Originally developed to predict where Afghan and Iraqi insurgents would place roadside bombs, GeoEye’s geospatial predictive analytics tool, called Signature Analyst, uses advanced mathematical algorithms to analyze open-source and classified data to identify future criminal hotspots. Known as predictive analysis, the methodology allows police and companies to allocate resources more intelligently. The goal is to prevent crimes from happening rather than reactively responding to them afterward. It’s an advantage Capt. Steven Lambert, head of the Virginia State Police’s Criminal Intelligence Unit, which houses the Virginia Fusion Center, called “getting to the left of an event.”
Using Dominion’s data about previous copper thefts, combined with approximately 170 other data sources, such as an area’s income level and road map data, GeoEye provides Jenkins with a monthly breakdown of the top 10 substations that are most likely to get robbed in particular regions of Virginia. These stations are selected because they “seem to mimic the same characteristics” that occurred previously in a given area, explains GeoEye’s Senior Geospatial Analyst Will Albers.
Albers is careful to note that just because a station ranks as the highest-risk doesn’t mean it will get hit. “I’m not very comfortable saying this is going to happen, but I am comfortable saying that these 10 are the most likely,” he explains.

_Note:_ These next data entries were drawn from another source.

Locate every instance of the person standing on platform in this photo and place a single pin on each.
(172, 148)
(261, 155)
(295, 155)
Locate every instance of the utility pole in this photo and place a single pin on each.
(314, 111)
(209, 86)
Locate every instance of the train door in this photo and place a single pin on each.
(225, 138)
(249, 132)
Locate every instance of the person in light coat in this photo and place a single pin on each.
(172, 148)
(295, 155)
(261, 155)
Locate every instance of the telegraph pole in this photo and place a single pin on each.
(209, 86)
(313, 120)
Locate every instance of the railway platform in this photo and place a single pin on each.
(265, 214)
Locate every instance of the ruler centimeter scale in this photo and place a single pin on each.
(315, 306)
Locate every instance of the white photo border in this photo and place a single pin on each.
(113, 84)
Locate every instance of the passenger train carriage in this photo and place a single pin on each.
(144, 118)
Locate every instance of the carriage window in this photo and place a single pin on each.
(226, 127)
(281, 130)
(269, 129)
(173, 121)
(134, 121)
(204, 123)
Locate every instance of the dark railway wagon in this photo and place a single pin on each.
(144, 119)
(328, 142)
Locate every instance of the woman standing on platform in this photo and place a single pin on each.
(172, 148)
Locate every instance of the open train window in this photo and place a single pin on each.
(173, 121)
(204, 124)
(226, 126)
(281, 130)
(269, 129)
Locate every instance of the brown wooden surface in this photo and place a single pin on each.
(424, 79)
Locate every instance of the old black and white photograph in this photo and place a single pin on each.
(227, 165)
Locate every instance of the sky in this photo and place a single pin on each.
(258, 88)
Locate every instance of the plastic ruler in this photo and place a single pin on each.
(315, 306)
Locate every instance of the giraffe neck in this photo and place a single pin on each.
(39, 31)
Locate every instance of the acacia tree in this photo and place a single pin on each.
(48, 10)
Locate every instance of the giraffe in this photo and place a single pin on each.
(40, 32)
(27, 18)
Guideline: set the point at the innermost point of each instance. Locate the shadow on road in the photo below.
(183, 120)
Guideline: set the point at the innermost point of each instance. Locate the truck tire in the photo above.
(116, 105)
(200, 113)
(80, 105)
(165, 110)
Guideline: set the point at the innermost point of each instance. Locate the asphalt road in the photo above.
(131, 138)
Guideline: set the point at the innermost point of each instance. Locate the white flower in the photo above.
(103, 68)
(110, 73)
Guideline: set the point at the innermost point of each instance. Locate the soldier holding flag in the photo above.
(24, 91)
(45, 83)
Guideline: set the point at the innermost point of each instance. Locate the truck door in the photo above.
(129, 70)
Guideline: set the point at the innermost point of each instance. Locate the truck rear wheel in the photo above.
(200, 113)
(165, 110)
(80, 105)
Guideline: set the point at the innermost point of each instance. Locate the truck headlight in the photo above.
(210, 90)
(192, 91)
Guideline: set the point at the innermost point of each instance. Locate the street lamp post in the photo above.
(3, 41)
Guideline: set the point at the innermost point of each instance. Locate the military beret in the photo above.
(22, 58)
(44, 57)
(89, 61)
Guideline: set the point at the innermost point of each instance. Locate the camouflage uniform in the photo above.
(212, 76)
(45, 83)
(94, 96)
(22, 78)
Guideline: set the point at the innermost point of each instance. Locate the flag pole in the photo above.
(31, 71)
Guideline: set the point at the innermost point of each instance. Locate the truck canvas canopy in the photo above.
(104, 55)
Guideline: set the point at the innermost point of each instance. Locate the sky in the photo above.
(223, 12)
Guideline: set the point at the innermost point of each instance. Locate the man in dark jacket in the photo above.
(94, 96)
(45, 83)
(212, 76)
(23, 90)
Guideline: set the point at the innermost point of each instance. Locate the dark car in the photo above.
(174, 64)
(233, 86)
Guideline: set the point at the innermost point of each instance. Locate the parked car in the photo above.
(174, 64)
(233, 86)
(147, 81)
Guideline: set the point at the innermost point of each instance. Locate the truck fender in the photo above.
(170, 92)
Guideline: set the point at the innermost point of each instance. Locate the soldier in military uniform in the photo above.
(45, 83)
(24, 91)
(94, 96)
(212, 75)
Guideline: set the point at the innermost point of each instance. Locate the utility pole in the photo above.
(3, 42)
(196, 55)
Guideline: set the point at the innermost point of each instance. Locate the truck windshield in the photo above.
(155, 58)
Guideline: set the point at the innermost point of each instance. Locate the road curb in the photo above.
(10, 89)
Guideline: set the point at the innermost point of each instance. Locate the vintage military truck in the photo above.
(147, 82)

The biggest correlating factor the software found was the proximity of substations to scrap metal dealers, which Albers translated as “the ability to get rid of the stolen merchandise quickly.” Another recurring correlation was a substation’s conspicuousness. Proximity to roads is also a factor.
Dominion began using the analytical product in February to identify facilities deemed at a higher risk of theft; the company then enhanced security at those sites. The information is shared with the Virginia State Police. The police can then see which power stations are more in need of patrols to help deter thieves.